Tuesday, September 21, 2010

Visual Thinking Research - Gestalt Laws

Cat Puzzle.  Aim: Count the triangles in the cat.

I worked with my house-mate on this puzzle and although the concept is relatively simple, it actually took quite a few try's to figure it out.  David's is on the left and mine is on the right.

I outlined each triangle and numbered and numbered them as I counted,  this made the cat look rather messy and caused me to miss out 2 of the harder triangles to spot - in the tail because they are all similar colours and all grouped together and this makes it harder to distinguish them due to Gestalt's similarity and proximity laws.

David was much neater in the way he counted his triangles by just putting a dot in each triangle when he had counted it.  He still came into problems on the tail and made him retrace his counting steps many times and he became very unsure of how many triangles there actually were. He eventually came to the conclusion that there are 19 triangles - he missed one out which he outlined.

Due to the similarity of the shapes, orientation and overlapping of triangles, what you would think of to be a simple task actually becomes somewhat challenging.



Rose Puzzle.  Aim: Replant the ring of roses to create 8 rows, 9 rows and 10 rows - each with 3 roses in each row.

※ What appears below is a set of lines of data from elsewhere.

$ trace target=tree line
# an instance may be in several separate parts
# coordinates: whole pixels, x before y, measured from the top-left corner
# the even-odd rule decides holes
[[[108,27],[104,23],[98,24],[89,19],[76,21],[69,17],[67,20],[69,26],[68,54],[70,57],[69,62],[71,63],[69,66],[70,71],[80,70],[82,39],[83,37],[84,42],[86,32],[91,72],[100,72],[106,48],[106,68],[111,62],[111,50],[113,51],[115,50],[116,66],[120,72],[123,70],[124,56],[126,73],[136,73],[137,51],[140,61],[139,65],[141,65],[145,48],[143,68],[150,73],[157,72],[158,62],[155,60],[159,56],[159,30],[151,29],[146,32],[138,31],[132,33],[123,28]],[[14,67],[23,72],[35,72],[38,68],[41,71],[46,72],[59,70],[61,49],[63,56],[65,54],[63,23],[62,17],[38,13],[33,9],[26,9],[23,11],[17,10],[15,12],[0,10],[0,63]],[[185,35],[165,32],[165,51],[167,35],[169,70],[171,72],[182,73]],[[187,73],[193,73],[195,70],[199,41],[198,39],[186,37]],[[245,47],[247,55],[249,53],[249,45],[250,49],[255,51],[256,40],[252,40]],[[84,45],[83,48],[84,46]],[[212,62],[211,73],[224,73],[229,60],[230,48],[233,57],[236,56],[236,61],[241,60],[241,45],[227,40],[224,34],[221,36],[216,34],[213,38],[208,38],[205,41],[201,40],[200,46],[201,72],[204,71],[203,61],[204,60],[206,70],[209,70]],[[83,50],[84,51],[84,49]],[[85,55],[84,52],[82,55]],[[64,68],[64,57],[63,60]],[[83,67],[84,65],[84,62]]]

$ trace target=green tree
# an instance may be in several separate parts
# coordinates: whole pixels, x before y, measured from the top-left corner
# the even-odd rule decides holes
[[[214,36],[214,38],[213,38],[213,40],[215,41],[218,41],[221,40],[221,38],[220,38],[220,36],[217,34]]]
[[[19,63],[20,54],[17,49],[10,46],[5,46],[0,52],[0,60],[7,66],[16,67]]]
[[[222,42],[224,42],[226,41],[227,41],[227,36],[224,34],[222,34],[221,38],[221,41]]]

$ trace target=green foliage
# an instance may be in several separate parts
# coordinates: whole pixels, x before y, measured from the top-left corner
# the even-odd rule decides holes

This was actually quite a challenge for David and I.  I used a separate piece of paper and used circles and stars to represent the roses and David used the same tiny dots he used in the first puzzle.  This time my way proved to be easier to see as the tiny dots were difficult to figure out if they were in rows or not.
We both worked out the first exercise, creating a square of 3x3 roses.
The rest we sat and pondered over for quite some time before coming to the conclusion that it was an impossible task and unfortunately gave up.

When I looked at the conclusion - I still found the rows difficult to see and hard to count without repeating them twice or even 3 times.  This is because of the similarity of all the roses and rows and the proximity of them to one another.  This causes us to look at them and just see a group of roses rather than seeing each individual rose and separate row.  Also the lack f being able to manipulate them on paper also made it hard.  I feel that if we had made red counters and moved them around on a grid it may have been easier to work out - although we would still have the problems of seeing them as a group.